While commending the Rivers State Government led by the People First Governor, Sir Siminilayi Fubara for initiating “various training and capacity-building programmes in areas such as ICT and artificial intelligence, oil and gas, maritime, and the blue economy, among others”, it is note-worthy that the labour market is dynamic and shaped by industry-specific demands, technological advancements, management practices and other emerging factors. So another sector the Federal, State and Local Governments should encourage youths to explore and harness the abounding potentials, in my considered view, is Agriculture. Agriculture remains a veritable solution to hunger, inflation, and food Insecurity that ravages the country. No doubt, the Nigeria’s arable landmass is grossly under-utilised and under-exploited.
In recent times, Nigerians have voiced their concerns about the persistent challenges of hunger, inflation, and the general increase in prices of goods and commodities. These issues not only affect the livelihoods of individuals and families but also pose significant threats to food security and economic stability in the country.

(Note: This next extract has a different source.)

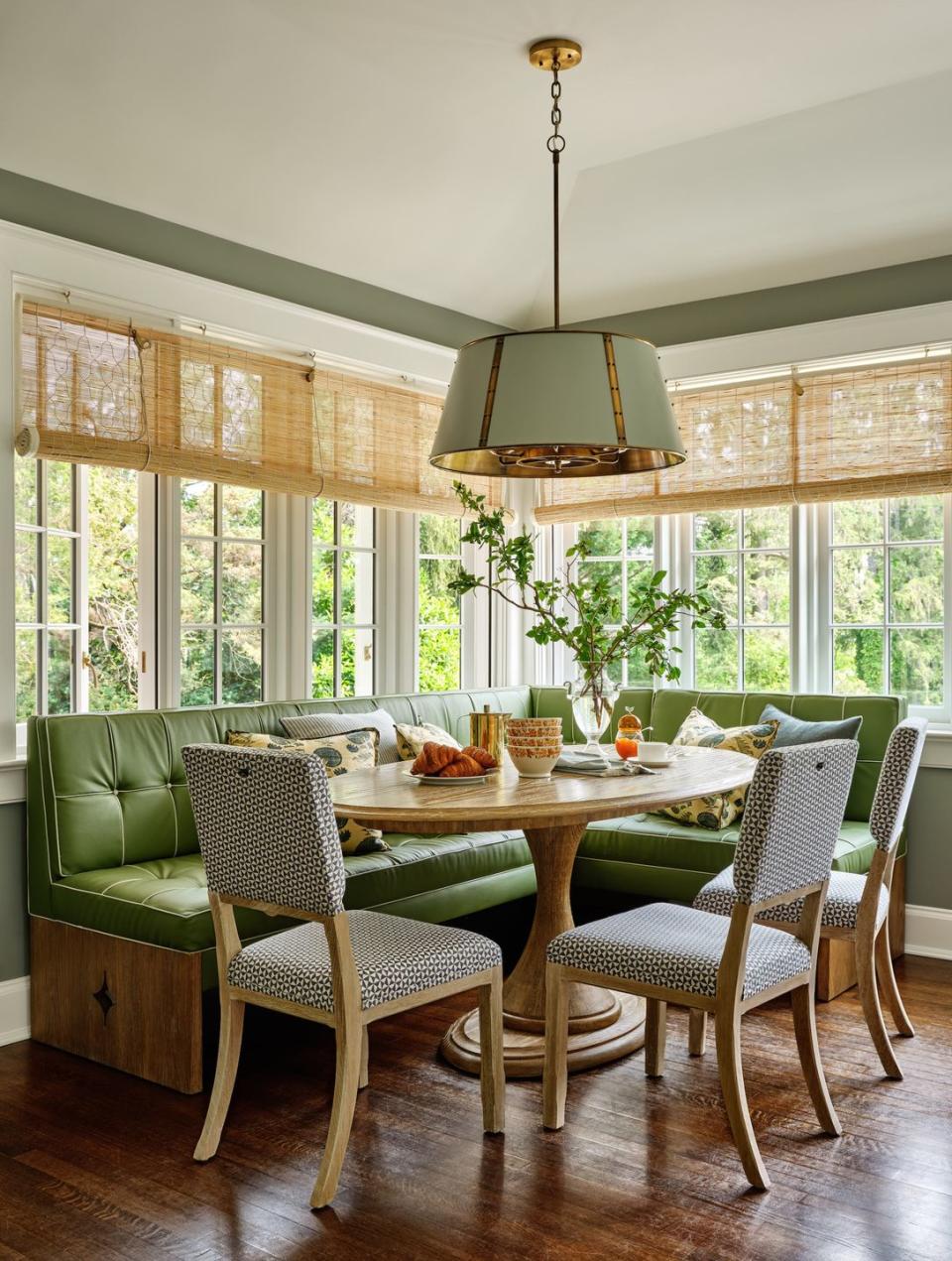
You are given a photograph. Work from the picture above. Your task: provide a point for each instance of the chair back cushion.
(266, 826)
(895, 782)
(792, 819)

The United Nations estimated that more than 25 million people in Nigeria could face food insecurity this year—a 47% increase from the 17 million people already at risk of going hungry, mainly due to ongoing insecurity, protracted conflicts, and rising food prices. An estimated two million children under five are likely to be pushed into acute malnutrition. (Reliefweb ,2023). In response, Nigeria declared a state of emergency on food insecurity, recognizing the urgent need to tackle food shortages, stabilize rising prices, and protect farmers facing violence from armed groups. However, without addressing the insecurity challenges, farmers will continue to struggle to feed their families and boost food production.
In addition, parts of northwest and northeast Nigeria have experienced changes in rainfall patterns making less water available for crop production. These climate change events have resulted in droughts and land degradations; presenting challenges for local communities and leading to significant impact on food security. In light of these daunting challenges, it is imperative to address the intricate interplay between insecurity and agricultural productivity. Nigeria can work toward ensuring food security, reducing poverty, and fostering sustainable economic growth in its vital agricultural sector. In this article, I suggest solutions that could enhance agricultural production and ensure that every state scales its agricultural production to a level where it can cater to 60% of the population.
This is feasible and achievable if government at all levels are intentional driving the development of the agricultural sector which was the major economic mainstay of the Country before the crude oil was struck in commercial quantity and consequently became the nation’s monolithic revenue source. Government should revive the moribund Graduate Farmers Scheme and the Rivers State School-to-Land agricultural programmes to operate concurrently with other skills acquisition and development programmes. There should be a consideration for investment in mechanized farming and arable land allocation. State and local governments should play a pivotal role in promoting mechanized farming and providing arable land for farming in communities. Additionally, allocating arable land enables small holder farmers to expand their operations and contribute to food security at the grassroots level.
Nigeria can unlock the potential of its agricultural sector to address the pressing needs of its population and achieve sustainable development. Policymakers and stakeholders must heed Akande’s recommendations and take decisive action to ensure a food-secure future for all Nigerians.